Selected text datasets’ characteristics.

Text Dataset	No. of Features	No. of Documents	No. of Distinct Classes
MiniNewsGroups	27,419	1,600	4
Course-Cotrain	13,919	1,051	2
Trec05p-1	12,578	62,499	2
SpamAssassin	9,351	3,000	2

To select a suitable classifier for assessing the proposed uEFS methodology, initially, five well-known classifiers were used: naive Bayes, J48, kNN, JRip, and SVM [8, 12, 15, 18, 29, 40, 45, 46]. Using each classifier, predictive accuracy was measured with a varying percentage of features retained values from 100 to 5, as illustrated in Fig 6. The pictorial results show that, of the five classifiers, SVM and kNN tended to perform best with regard to the above-mentioned datasets. Fig 6 shows the four datasets—namely Cylinder-bands, Diabetes, Waveform, and Arrhythmia—on which SVM performed better. Likewise, Fig 6 shows the three datasets (Letter, Sonar, and Glass) on which kNN performed best. In recent years, the SVM classifier has been considered as a dominant tool for dealing with classification problems in a wide range of applications [45] and is largely preferred over other classification methods [46].

Fig 6

Predictive accuracies of classifiers against benchmark datasets with varying percentages of retained features.

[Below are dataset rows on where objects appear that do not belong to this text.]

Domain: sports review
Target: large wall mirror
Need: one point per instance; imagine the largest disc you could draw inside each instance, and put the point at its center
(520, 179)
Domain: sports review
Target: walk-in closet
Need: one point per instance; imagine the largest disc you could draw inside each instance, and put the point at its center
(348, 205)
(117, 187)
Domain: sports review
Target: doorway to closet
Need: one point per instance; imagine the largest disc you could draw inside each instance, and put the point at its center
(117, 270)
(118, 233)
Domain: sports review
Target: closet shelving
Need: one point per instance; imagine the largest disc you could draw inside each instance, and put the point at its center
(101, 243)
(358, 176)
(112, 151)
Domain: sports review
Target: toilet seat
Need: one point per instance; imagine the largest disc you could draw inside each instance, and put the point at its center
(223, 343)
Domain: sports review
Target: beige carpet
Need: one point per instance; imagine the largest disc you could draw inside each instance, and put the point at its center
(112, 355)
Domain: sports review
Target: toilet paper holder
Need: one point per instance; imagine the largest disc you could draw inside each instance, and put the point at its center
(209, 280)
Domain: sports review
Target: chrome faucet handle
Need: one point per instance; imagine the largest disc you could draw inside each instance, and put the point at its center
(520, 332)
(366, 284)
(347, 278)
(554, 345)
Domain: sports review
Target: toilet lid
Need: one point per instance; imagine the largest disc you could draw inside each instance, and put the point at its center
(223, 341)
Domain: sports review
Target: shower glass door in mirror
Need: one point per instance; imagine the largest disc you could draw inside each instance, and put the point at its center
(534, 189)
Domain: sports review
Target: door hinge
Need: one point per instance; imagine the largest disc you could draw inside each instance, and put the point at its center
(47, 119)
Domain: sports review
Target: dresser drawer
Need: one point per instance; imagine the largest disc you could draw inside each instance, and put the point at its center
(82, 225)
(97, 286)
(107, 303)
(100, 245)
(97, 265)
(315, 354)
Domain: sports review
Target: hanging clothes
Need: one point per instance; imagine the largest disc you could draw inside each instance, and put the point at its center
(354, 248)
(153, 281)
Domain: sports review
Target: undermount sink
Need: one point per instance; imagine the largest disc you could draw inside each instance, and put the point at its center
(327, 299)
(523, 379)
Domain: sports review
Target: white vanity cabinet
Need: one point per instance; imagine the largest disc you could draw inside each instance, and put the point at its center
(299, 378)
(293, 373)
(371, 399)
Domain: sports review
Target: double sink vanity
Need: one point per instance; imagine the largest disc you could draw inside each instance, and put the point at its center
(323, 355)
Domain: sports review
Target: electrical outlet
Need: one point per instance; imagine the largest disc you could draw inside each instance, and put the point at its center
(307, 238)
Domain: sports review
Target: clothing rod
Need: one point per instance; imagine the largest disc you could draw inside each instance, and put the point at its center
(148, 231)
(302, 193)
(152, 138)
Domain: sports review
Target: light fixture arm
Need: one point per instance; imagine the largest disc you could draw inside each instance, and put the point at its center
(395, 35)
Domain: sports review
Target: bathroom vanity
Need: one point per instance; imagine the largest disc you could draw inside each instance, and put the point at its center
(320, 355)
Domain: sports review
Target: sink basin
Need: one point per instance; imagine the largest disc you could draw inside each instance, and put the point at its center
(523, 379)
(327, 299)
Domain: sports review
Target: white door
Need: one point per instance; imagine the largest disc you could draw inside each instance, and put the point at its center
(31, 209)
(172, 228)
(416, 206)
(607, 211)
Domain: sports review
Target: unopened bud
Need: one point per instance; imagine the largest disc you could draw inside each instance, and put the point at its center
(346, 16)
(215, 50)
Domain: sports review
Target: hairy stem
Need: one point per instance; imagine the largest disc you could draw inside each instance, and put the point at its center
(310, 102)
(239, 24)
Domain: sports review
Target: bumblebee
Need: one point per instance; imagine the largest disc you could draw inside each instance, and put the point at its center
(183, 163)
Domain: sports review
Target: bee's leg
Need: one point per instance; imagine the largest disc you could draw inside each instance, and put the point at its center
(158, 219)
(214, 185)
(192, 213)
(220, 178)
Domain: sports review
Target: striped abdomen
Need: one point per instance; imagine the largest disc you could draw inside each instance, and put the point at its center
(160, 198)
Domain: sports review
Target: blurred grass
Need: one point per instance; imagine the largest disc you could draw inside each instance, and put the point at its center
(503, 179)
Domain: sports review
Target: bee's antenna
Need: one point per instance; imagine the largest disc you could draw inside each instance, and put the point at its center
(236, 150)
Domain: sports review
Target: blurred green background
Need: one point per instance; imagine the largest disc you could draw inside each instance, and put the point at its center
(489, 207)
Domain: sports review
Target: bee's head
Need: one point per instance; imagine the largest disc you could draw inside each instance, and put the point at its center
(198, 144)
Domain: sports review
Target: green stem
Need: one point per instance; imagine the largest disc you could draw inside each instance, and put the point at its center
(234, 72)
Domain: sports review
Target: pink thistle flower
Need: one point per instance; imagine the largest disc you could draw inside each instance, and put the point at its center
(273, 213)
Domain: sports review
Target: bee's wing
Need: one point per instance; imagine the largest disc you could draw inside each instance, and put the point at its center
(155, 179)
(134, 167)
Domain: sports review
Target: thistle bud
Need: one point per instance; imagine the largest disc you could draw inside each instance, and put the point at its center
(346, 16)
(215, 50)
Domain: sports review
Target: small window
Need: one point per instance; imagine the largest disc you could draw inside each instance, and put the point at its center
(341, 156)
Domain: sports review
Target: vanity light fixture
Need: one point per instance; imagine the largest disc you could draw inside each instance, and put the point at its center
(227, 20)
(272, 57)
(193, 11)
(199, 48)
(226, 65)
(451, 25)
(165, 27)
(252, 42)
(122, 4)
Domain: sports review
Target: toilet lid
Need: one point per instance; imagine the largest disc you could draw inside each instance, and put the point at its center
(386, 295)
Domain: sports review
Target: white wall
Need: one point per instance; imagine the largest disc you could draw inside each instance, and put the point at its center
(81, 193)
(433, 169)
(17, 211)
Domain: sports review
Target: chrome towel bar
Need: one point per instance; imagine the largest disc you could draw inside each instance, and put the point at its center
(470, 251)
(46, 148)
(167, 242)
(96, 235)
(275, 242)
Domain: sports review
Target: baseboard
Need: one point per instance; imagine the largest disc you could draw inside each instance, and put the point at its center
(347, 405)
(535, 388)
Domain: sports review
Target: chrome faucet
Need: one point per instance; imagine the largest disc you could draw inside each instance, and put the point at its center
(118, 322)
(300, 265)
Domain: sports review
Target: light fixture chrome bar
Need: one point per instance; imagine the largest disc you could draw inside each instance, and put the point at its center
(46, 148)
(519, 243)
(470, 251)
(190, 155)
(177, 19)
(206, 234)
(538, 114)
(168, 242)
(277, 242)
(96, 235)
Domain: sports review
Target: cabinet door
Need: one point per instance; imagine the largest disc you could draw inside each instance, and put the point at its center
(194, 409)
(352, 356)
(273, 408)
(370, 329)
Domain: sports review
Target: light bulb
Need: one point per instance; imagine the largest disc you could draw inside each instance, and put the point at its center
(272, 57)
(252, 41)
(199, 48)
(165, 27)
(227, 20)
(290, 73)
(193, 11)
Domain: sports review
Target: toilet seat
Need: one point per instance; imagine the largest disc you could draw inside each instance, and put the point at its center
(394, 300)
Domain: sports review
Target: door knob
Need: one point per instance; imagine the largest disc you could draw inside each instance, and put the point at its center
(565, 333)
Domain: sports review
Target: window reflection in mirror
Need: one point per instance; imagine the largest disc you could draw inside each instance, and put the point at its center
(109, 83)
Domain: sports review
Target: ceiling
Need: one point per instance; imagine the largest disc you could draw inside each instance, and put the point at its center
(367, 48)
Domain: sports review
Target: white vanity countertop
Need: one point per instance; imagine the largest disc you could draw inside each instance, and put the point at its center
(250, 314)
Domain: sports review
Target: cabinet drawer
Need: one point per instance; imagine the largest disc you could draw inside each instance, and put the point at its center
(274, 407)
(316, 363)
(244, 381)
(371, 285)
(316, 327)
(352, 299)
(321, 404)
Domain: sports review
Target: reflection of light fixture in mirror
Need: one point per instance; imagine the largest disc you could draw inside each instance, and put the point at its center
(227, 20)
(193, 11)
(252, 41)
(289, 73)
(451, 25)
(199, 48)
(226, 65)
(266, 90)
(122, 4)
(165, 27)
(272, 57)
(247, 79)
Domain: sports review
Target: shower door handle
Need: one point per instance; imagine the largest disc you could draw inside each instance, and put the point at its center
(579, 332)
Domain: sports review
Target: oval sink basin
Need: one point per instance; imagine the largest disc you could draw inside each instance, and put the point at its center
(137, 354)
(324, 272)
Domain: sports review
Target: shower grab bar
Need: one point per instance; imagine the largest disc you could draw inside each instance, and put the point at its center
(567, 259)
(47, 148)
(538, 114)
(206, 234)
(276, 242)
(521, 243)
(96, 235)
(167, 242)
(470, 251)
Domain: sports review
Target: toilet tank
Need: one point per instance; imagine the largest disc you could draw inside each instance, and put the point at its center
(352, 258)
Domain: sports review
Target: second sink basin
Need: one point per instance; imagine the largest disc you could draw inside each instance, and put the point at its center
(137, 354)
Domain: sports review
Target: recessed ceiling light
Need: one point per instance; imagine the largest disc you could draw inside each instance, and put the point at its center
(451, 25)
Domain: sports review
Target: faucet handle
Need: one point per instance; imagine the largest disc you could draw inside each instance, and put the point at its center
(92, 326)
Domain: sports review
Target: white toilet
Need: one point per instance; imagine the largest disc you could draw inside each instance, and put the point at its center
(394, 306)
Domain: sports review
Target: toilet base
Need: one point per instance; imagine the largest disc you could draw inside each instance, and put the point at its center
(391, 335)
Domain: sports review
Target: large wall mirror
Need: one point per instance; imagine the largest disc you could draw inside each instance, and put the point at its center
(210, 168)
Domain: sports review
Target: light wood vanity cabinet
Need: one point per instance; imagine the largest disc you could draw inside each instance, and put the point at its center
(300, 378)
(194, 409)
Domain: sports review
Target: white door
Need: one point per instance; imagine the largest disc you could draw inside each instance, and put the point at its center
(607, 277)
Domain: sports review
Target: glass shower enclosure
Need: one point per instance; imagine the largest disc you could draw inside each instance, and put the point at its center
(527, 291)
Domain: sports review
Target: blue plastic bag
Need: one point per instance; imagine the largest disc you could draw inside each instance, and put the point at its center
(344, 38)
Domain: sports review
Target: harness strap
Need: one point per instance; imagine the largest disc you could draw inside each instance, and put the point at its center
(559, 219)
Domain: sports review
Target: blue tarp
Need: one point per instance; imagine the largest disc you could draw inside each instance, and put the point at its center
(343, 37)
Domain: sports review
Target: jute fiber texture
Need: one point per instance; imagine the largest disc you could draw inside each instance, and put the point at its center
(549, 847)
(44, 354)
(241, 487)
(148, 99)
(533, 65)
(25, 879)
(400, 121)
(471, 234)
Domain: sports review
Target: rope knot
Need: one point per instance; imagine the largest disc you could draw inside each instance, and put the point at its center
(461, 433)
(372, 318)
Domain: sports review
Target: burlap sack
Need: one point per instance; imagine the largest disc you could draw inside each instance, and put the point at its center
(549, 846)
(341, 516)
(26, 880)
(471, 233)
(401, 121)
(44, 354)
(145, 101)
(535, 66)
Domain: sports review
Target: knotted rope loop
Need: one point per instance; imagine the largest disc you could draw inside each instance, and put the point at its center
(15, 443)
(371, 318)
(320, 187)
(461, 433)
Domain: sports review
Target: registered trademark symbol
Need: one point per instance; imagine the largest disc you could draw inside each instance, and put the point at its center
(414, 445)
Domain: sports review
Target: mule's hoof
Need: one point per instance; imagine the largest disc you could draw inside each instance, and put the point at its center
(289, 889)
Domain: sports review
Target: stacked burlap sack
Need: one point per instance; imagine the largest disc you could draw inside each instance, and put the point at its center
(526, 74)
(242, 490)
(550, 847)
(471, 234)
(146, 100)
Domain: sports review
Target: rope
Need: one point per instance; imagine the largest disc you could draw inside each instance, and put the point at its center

Keeping in view with the Fig 6 results and state-of-the-art classifier considerations, finally, the SVM classifier was used to assess the proposed uEFS methodology, as it tends to outperform the F-measures and predictive accuracies for the benchmark datasets [29, 45]. Further, the SMOreg function (SVM with sequential minimum optimization) of the SVM classifier was used, which is an improved version of the SVM [47]. Table 4 shows the parameters of the selected classifier.

Table 4

Selected classifier parameters.

Classifier	Function	Kernel Type	Epsilon	Tolerance	Exponent	Random Seed
SVM	SMO	Polynomial	1.0E-12	0.001	1	1

For comparison purposes, a standard open-source implementation of this classifier was utilized as provided by the Waikato Environment for Knowledge Analysis (WEKA) available at http://weka.sourceforge.net/doc.dev/. Using open-source implementation, a method in Java language was written, which computes precision, recall, f-measure, and predictive accuracy of this classifier using the 10-fold cross-validation technique. Finally, to compare the computational cost, the performance speed of the proposed methodology as well as state-of-the-art methods were measured on a system having the following specifications: Processor: Intel (R) Core (TM) i5-2500 CPU @ 3.30 GHz Installed memory (RAM): 16.0 GB System type: 64-bit operating system

Experimental execution

For the first study, a comparison was made between the proposed uEFS methodology and the aforementioned five univariate filter measures, which were used for the proof-of-concept. Fig 7 depicts the difference of the f-measure of the proposed uEFS methodology with each FS measure, which is used in the uEFS methodology. It can be deduced from the results, shown in Fig 7, that the proposed methodology provides competitive results as compared with state-of-the-art FS measures.

Fig 7

Comparisons of F-measure with existing FS measures.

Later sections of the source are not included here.